Gobsmacked's recipe really is great, but each time I use it, I have to remember all the tweeks I have made to the recipe to conform to my pantry stores and my quicker method of mixing. After so much modification, I think I can claim that this recipe is no longer original and it is enough different to be posted on my site without infringement. (This is also to help my Mom who can't seem to manage to find the recipe on its linked site.)

1 cup sugar
1/2 cup dutched cocoa (dutched is what makes cookies authentically dark, but you choose.)
1 1/4 cup g/f flour (I use my healthier grain mix--but I have used others successfully.)
1/2 teaspoon baking powder
1/2 teaspoon xanthan gum
1 teaspoon baking soda
1/4 teaspoon salt

Combine all the dry ingredients and set it to mix in the heavy duty mixer.  Add the following:

1 egg beaten, 1/2 cup butter softened, 1 tsp. vanilla.

Blend until the crumbly stuff coalesces into a big dough ball. I scoop out smaller balls with my melon baller and flatten with the bottom of a cup layer with plastic wrap to stop the sticking.  Bake at 350 for ten minutes. When they come out of the oven, give a final smash with the metal spatula (in UT called a hot cake turner).

Today I am making thin mints again.  I melt chocolate chips in the microwave, add a drop of essential oil (peppermint) and slather a layer over the bottom cookies.  Then I press them onto a layer of waxed paper so they pull off nicely when cool.  For the top accent, I use a baggie to melt more chocolate chips in the microwave to swirl over the tops.

Maybe next I could add a layer of caramel under the chocolate... Ah the GF Potluck and Christmas cookie exchange is coming!

Last posted 12-23-10

2008 memories:

I'm really into the gift a day during the holiday season. When one gets only one gift per day (like the Jewish tradition) rather than all of them at once, I find that I have the time to appreciate each one more. The first day I got a great pair of winter shoes, (I did order them myself, but still a gift!) the next day I purloined a beautiful neck scarf from the daughter (who will not need it in Hong Kong). I wore it all day and had to stave off people in Park City who tried to buy that piece of artwork right off my neck.

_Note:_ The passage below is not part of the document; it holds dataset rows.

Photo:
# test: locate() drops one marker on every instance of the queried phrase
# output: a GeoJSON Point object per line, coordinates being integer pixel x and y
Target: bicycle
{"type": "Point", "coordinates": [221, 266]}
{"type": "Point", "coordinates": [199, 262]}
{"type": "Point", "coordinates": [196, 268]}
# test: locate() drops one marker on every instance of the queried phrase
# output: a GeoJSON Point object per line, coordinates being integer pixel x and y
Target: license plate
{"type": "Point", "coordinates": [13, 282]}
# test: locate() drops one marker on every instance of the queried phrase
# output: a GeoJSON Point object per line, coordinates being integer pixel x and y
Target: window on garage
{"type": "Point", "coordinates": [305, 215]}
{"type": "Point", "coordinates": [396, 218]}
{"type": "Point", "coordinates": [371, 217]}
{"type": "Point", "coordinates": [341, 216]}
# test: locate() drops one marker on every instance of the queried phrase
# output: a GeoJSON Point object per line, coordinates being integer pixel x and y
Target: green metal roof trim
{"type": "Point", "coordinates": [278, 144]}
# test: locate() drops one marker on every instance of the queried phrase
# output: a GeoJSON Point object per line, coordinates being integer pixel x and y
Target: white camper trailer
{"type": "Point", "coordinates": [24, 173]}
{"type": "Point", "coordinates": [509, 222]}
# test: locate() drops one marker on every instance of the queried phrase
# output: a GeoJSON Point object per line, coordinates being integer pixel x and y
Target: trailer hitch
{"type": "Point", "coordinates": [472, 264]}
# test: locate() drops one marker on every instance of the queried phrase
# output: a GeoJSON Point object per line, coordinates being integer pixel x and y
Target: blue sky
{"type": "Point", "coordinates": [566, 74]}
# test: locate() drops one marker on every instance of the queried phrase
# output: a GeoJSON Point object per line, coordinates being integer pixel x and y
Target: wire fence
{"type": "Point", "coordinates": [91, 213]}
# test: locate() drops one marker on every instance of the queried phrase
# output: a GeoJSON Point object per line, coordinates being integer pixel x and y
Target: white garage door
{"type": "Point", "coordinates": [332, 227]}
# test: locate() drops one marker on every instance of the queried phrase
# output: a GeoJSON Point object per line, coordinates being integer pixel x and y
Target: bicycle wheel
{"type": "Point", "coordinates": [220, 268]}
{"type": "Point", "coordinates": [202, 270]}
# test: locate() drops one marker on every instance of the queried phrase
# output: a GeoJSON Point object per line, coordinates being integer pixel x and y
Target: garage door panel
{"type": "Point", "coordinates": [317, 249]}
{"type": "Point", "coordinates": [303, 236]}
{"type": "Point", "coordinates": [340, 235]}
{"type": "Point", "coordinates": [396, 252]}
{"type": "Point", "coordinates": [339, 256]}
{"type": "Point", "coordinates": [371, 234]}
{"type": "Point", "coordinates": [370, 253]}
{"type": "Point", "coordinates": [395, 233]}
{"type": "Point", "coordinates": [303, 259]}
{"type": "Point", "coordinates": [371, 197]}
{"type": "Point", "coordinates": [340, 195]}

It's been delightful, but the best so far has been the gift from the college boy who made THIN MINTS! YES, the exact thing from the GIRL SCOUT COOKIE MEMORY!

They are delicious. He made them from the Oreo Cookie recipe, then dipped them in melted chocolate mixed with one half tsp. of peppermint extract.


I AM IN HEAVEN -- Happy Holidays!!!!